The Dream Team

The Dream TeamSports fans know that there is no such thing as a perfect team. It can’t happen. Payrolls and salary caps prevent it from happening. And in the event that salaries are managed into a tidy bundle, the egos tend to get in the way. Sometimes awards seek to create a perfect team, but those teams – the NFL All-Pro team, the NBA All League team – never actually get to play together. Even All Star games only bring half of the league’s best players together on a side.

You may be able to shape a nearly perfect system, but it’s impossible to have the best players in the right positions using the right system. It’s impossible, I tell you.

But fifteen years ago today, we came damned close.

It was the 1992 Summer Olympics. It was the gold medal ceremony for basketball. It was the Dream Team. A nearly perfect team. A one-time deal that played out the way it was supposed to – not by just winning it all, but by completely destroying the opposition.

When professional players were allowed to enter into the Olympics, USA Basketball had a chance to create a perfect team. Unlike other sports, where internationality had created a global sports market, the best basketball players in the world in 1992 were primarily American. It wasn’t like soccer or baseball, where the best players are strewn across the world, littering several continents, never able to join together in one place. It wasn’t even like today’s basketball, where the United States struggles with success. In the mid 90s basketball climate, save one or two players, most of the top 20 players were all firmly American.

Put that aside – even more importantly, basketball was at its peak. During the Jordan era, we saw players that transcended the game’s historic greats and have yet to find a successor. Michael Jordan. Larry Bird. Magic Johnson. All on one team? Could you believe that we could possibly have three of the top ten players of all time available for the squad?

As a 13-year-old boy who was in love with basketball – an ardent Bulls Supporter and avid basketball card collector – I was in rapture. Thankfully, the Dream Team didn’t disappoint – they simply dominated, tearing through opposing teams like a waterfall through tissue paper, leaving other countries lying in their wake.

Look at other Olympic teams since then. At most, there were four or five Hall of Fame-caliber players on the team. But the Dream Team? If Chris Mullin makes the Hall, all eleven pros (remember, Christian Laettner was chosen for the team as well) will be Hall of Fame players. Has that ever been done before?

Look at this list. It’s a who’s who of mid-80’s, early-90’s professional basketball. Jordan, Bird, Magic, Ewing, Stockton, The Mailman, Barkley, Drexler, Robinson, Pippen. Mullin, though borderline, was one of the best shooters in the league – a must for the team. And Laettner had just finished a dominating year at Duke and was considered a top-5 all time college basketball player.
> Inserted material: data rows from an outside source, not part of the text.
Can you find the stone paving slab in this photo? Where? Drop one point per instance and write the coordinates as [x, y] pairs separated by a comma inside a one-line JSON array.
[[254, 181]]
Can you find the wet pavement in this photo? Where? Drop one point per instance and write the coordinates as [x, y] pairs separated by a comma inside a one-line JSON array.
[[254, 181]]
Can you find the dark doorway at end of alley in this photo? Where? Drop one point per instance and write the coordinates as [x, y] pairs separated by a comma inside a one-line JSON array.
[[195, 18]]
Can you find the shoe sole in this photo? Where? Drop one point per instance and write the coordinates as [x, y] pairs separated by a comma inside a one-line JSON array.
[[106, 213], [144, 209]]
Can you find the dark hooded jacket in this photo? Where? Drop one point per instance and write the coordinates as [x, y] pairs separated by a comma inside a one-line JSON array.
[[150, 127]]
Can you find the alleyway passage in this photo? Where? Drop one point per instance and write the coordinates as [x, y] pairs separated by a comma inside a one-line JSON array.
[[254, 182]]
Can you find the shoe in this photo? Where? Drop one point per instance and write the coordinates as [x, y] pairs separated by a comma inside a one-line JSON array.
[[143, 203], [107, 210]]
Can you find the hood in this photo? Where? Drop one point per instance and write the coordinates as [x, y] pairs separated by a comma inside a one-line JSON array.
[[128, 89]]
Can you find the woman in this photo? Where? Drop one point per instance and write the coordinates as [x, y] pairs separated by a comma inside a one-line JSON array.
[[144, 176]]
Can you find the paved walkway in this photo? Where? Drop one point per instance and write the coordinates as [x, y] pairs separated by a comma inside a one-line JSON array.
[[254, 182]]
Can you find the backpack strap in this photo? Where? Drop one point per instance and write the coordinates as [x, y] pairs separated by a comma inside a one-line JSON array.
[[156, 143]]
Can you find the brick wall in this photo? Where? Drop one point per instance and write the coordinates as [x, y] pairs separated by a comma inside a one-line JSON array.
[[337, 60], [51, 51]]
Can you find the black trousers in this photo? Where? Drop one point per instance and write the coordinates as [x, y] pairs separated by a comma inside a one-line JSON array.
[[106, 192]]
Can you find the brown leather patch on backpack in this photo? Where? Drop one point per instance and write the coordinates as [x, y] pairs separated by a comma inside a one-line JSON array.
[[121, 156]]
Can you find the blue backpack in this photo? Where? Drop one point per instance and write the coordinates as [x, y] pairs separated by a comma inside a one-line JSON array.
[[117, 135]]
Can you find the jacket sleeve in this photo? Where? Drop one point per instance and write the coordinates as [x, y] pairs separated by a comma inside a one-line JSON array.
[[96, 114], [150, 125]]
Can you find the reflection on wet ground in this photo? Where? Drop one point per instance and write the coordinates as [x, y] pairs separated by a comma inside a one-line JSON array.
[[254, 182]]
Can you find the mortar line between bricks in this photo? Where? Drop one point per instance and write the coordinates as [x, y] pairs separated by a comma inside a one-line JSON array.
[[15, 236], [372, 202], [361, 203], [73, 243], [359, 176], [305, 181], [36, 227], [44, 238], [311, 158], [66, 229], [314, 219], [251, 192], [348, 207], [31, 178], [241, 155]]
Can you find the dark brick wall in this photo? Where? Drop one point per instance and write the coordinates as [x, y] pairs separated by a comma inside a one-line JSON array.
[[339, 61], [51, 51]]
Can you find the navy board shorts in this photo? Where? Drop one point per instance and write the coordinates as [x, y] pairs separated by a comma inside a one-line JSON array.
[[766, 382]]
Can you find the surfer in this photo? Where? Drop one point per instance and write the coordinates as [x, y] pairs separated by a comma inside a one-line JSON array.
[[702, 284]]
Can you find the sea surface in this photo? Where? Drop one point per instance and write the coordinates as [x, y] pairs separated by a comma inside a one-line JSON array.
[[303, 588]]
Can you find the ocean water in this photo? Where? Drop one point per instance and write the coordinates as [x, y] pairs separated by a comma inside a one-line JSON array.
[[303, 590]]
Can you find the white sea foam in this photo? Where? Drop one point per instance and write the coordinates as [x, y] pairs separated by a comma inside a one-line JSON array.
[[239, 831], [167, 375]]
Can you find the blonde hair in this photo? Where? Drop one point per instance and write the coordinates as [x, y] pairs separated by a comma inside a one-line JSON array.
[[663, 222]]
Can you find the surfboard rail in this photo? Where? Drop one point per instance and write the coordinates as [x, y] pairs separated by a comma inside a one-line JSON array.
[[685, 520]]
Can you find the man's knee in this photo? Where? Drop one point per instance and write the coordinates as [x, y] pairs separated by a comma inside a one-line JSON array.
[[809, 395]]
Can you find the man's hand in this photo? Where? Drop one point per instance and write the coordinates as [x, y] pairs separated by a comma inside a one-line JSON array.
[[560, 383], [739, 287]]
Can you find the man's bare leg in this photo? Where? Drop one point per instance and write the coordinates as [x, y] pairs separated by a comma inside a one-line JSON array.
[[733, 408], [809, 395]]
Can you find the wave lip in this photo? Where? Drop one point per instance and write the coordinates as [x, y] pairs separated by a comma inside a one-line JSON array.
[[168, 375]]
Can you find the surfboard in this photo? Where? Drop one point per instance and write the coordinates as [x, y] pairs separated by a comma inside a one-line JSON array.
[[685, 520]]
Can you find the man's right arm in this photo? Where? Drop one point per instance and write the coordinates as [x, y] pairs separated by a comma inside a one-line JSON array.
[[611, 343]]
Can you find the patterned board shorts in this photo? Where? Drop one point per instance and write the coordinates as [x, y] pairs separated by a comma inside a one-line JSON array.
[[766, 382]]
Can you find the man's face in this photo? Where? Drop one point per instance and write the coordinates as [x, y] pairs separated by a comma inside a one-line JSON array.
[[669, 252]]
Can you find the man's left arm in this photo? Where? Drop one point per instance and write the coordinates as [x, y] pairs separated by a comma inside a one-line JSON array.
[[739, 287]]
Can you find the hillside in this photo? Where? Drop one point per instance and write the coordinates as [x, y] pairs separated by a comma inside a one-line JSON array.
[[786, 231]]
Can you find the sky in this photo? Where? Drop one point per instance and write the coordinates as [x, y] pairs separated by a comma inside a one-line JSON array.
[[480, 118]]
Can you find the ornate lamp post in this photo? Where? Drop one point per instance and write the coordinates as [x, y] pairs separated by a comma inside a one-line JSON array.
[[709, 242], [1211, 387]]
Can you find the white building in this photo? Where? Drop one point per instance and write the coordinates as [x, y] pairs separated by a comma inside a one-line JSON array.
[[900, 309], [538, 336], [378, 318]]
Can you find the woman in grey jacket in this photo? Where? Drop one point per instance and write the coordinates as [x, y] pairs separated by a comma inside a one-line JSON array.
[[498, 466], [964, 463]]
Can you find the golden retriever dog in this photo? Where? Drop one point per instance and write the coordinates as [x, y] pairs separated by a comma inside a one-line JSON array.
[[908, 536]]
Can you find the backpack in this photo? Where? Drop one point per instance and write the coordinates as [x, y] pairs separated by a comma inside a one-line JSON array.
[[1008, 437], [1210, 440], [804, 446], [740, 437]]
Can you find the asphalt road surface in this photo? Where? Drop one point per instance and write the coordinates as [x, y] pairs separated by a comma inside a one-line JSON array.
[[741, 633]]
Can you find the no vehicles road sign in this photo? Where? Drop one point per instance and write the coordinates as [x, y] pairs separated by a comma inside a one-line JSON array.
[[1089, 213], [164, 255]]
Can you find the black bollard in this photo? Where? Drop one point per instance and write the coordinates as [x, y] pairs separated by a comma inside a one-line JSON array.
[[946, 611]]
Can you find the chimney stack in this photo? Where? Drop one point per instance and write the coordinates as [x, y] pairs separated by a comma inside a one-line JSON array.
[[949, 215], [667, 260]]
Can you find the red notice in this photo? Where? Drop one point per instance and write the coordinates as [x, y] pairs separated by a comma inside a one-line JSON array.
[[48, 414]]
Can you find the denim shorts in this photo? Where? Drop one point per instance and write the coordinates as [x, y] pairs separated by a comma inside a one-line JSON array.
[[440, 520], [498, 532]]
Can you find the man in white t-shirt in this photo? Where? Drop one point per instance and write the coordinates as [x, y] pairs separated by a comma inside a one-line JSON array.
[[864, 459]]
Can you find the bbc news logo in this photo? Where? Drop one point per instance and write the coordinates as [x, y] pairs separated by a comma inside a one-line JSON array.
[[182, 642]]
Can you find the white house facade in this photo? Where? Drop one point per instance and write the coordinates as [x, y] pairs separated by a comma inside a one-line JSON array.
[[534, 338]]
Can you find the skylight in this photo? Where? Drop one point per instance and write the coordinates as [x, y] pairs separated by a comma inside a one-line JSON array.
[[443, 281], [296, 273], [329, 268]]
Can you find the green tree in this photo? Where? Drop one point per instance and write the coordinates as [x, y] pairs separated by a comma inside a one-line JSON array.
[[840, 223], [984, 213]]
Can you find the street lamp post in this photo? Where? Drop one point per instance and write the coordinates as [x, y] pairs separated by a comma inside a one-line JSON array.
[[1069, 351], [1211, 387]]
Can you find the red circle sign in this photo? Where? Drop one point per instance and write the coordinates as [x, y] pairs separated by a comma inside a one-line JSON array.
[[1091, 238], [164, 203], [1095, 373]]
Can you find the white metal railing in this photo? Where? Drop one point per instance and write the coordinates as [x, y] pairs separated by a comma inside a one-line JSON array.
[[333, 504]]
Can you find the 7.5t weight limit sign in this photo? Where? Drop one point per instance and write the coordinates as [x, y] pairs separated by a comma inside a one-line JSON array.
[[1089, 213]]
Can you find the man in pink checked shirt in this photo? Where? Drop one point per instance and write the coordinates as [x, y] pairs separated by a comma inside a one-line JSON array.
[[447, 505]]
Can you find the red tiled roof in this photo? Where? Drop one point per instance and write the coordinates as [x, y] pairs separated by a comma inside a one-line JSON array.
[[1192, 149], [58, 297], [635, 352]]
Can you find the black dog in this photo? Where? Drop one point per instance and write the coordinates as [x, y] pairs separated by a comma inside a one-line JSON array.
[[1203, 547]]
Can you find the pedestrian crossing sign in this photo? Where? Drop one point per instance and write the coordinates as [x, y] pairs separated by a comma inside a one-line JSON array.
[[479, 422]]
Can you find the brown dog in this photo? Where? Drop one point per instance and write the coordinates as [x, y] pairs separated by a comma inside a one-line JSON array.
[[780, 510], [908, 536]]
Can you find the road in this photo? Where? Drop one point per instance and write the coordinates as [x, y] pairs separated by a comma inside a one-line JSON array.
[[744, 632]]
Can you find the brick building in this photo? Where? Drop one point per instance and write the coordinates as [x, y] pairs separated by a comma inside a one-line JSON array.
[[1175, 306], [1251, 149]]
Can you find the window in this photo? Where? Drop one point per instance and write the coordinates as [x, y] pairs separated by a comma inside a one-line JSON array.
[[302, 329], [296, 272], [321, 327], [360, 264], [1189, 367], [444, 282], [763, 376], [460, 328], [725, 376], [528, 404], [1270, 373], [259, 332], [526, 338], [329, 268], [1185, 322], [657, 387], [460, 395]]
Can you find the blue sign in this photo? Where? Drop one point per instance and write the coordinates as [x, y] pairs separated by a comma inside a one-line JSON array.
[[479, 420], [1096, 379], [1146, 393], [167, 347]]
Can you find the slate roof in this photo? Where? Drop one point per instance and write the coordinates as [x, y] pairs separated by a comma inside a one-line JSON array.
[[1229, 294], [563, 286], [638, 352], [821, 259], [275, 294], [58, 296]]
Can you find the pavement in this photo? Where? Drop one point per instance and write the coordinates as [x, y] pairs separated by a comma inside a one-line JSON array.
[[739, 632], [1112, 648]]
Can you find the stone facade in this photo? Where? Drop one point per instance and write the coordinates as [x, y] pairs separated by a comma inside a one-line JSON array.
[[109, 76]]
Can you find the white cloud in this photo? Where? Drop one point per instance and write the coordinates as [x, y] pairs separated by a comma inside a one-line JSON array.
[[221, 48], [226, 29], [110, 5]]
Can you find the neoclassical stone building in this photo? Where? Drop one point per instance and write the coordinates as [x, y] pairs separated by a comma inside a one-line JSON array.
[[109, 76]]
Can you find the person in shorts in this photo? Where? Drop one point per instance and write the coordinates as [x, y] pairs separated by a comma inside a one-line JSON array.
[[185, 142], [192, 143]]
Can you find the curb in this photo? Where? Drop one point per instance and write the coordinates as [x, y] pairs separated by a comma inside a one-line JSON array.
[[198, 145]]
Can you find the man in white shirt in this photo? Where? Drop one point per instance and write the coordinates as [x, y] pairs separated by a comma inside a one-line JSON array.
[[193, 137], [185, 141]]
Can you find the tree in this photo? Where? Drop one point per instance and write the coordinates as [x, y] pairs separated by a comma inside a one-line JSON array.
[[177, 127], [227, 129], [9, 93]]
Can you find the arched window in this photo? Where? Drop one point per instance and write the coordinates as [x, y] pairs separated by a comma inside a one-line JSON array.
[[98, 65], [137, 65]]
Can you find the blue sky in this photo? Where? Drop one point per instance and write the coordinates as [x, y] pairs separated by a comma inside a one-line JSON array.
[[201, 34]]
The team was nearly perfect. Trade Mullin, Pippen and Laettner for Hakeem Olajuwon, Dominique Wilkins and Isiah Thomas and you’ve got the best you could come up with. Use some selective time travel and bring back the 1988 version of Magic Johnson and Larry Bird, not the aging, nearly retired stars they had become, and you’d have sheer perfection.

But that’s beside the point. To my young eyes, they were perfect. So sitting there, Shasta soda in one hand, remote control in the other, basking in the warmth of my grandparents’ brown shag carpeting and ignoring the increasingly beautiful day outside, I gawked at the television, watching my sports idols run up and down the court, joined together unlike any NBA All-Star Team, playing their hearts out, without egos, for my country. I stared at the odd trapezoid shaped zone. I marveled at the tie-died Lithuanian uniforms. Most of all, I reveled in win after blow-out win.

Forgive me for sounding trite, but it was one of my most patriotic moments. For the first time, I gazed upon perfection – upon a team that none of us could even have dreamed of occurring – a team that was effectively barnstorming throughout the world, showing all of Barcelona what basketball was really supposed to be about.

It was a team that couldn’t be stopped. And it was as close to perfect as any team will ever get.